In the 2001-2005 period, the total investment capital for agriculture reached approximately VND109,000 billion, of which, around VND29,000 billion came from the State budget, making up between 15-17 percent of annual investment capital from the State budget while real demand needs 25-30 percent.

At National Assembly (NA) sessions, many NA deputies shared the common view that farmers are those who often face least and suffer most.
In comparison to contributions by the agriculture and rural development sector, which account for 20 percent of GDP, the investment level for the sector in previous years was not sufficient.

In addition, effective mechanisms and policies have not yet been issued to encourage and draw investment into upgrading agricultural and rural infrastructure.

Deputy head of the Enterprise Renovation Department under the Ministry of Agriculture and Rural Development Dinh Quang Tuan said agricultural production suffers risks from many sides, particularly natural conditions, market fluctuations, low interest rates, slow capital returns due to the requirement to crop and animal cycles. Therefore, enterprises have focused less investment on agriculture and rural development. Apart from this, soaring market prices in recent times, poor rural infrastructure facilities and expensive services have sent farmers into a tailspin.

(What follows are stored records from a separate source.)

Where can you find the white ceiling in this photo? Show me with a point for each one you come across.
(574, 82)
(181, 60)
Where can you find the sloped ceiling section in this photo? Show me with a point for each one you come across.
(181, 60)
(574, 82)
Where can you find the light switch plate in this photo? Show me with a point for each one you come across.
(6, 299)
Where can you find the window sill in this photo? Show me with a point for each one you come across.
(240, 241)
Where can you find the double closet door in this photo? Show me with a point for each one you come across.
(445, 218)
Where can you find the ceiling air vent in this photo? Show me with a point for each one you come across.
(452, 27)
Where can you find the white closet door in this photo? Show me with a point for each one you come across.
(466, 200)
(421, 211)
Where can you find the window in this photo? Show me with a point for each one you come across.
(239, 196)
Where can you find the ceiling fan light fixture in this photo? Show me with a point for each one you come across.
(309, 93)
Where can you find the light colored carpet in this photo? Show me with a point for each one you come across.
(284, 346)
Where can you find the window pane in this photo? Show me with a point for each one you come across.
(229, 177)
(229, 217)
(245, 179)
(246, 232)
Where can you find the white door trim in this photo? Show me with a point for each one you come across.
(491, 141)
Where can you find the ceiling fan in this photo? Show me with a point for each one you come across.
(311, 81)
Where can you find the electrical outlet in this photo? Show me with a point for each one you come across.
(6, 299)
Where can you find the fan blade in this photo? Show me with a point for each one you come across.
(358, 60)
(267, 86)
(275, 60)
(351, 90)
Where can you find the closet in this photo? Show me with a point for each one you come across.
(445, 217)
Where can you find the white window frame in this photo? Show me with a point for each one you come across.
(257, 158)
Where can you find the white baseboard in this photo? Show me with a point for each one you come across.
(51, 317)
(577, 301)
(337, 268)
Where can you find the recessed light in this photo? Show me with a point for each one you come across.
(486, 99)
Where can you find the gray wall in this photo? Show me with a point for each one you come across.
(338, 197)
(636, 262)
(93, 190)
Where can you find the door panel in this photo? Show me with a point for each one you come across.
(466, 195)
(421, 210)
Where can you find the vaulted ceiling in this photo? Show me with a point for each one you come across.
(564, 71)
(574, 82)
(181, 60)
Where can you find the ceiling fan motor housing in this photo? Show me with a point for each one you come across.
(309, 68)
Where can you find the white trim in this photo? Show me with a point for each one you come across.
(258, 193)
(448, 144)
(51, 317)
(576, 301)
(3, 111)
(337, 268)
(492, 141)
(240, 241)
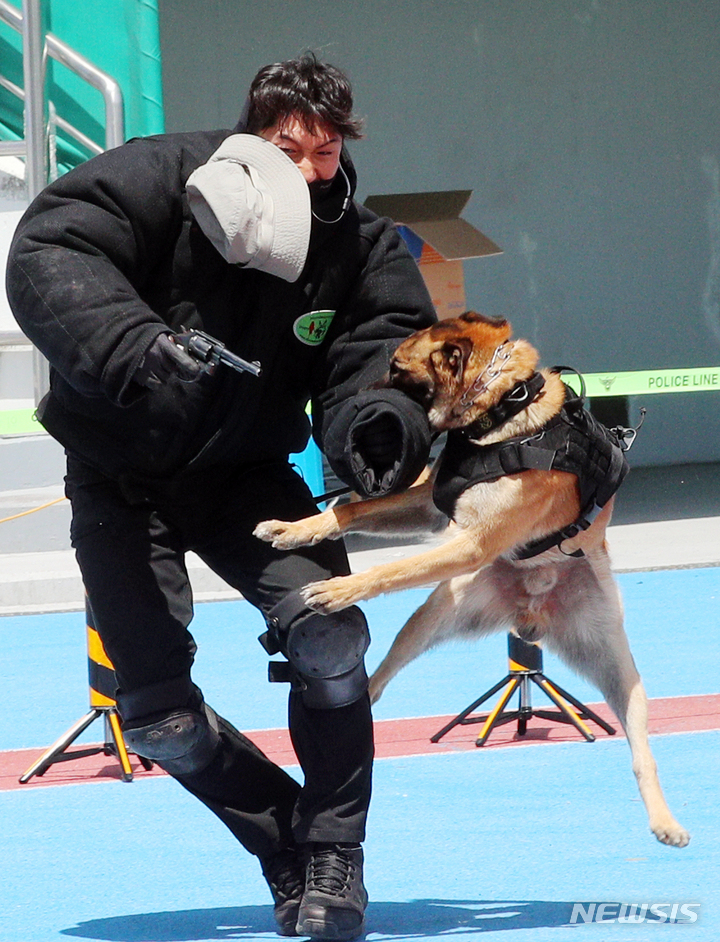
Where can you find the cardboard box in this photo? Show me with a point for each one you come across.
(439, 240)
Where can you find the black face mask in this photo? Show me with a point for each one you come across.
(321, 188)
(330, 199)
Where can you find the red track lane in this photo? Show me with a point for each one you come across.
(393, 739)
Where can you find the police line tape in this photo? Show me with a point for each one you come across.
(648, 382)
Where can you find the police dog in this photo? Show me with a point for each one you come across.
(467, 372)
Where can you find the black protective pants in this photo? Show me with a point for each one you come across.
(130, 540)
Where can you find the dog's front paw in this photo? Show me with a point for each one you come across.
(282, 534)
(671, 833)
(330, 595)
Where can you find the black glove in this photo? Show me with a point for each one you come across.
(165, 359)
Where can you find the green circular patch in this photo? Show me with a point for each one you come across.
(311, 328)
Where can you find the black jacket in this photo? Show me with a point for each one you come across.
(109, 256)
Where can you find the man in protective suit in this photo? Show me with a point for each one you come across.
(251, 235)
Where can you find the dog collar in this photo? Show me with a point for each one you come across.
(491, 372)
(513, 402)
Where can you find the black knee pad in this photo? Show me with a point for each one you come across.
(181, 739)
(326, 651)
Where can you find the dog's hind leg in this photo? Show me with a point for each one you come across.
(592, 640)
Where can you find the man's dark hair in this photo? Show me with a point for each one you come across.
(313, 91)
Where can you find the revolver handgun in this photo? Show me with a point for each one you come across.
(209, 351)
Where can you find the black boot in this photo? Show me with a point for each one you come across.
(285, 874)
(333, 905)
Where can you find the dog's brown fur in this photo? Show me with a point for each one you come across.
(571, 602)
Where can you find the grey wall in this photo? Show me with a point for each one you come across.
(589, 131)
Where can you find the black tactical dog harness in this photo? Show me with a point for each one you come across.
(573, 441)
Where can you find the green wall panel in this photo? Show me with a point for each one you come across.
(119, 36)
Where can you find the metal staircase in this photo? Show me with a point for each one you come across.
(37, 151)
(31, 463)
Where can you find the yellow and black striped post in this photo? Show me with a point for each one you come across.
(103, 684)
(525, 666)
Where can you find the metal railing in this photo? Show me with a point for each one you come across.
(41, 119)
(84, 68)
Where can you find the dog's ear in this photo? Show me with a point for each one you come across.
(473, 317)
(455, 354)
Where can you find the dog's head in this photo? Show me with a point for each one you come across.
(458, 368)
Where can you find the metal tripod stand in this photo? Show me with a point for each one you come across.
(525, 668)
(102, 689)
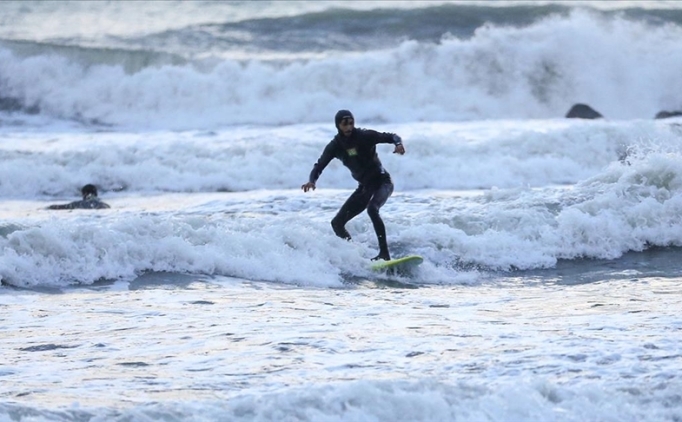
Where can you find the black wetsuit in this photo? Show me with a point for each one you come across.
(358, 153)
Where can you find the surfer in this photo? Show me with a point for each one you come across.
(90, 200)
(356, 148)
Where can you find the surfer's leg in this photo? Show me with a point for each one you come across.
(379, 198)
(353, 206)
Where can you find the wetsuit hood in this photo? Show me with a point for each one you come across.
(340, 115)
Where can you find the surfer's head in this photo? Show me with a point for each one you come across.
(344, 122)
(89, 191)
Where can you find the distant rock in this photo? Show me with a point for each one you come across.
(666, 114)
(583, 111)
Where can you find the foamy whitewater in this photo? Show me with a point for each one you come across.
(214, 288)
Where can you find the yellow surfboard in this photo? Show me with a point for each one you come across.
(398, 263)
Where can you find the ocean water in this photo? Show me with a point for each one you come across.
(214, 289)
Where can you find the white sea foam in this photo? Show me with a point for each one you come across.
(516, 73)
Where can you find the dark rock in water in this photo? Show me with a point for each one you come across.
(583, 111)
(666, 114)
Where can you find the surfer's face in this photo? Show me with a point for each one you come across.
(346, 126)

The Enterprise Renovation Department said that most agriculture and rural development businesses are small and medium-sized. A worker at an FDI enterprise or State-owned enterprise can generate an average of VND341 million and VND300 million per year, respectively, while the one at an agricultural enterprise generate only VND52 million per year, and only 60 percent of agricultural businesses operate at a profit.

Minister Phat emphasised that it is urgent to find solutions for boosting investment in the agricultural and rural sector to ensure economic growth, highlighting that 70 percent of total investment capital for agriculture has been mobilised from local and foreign enterprises. However, according to statistics from the Ministry of Planning and Investment (MPI), FDI in industrial development accounted for 34 percent while the proportion for agricultural development is just 7 percent. In the 2006-2010 period, the agricultural and rural sector will receive 94 major FDI projects with the total amount of registered capital up to nearly US$26 billion. Director of the Legislation Department under MPI Pham Manh Dung said the agriculture and rural sector is facing three difficulties luring FDI inflows including risks, selection of partners and poor land planning.

Currently, only a few countries are pouring investment into agriculture and rural development in Vietnam. The country’s major investors are mostly from Asia, particularly Thailand, Singapore and Taiwan.

MARD is targeting its own investment and FDI funding toward growing and processing high-quality agro-forestry products. There are three main groups of basic solutions to lure FDI inflow. The groups include improvement of efficiency and quality of development planning for each sector, the perfection of FDI policies and the enhancement of FDI promotion activities.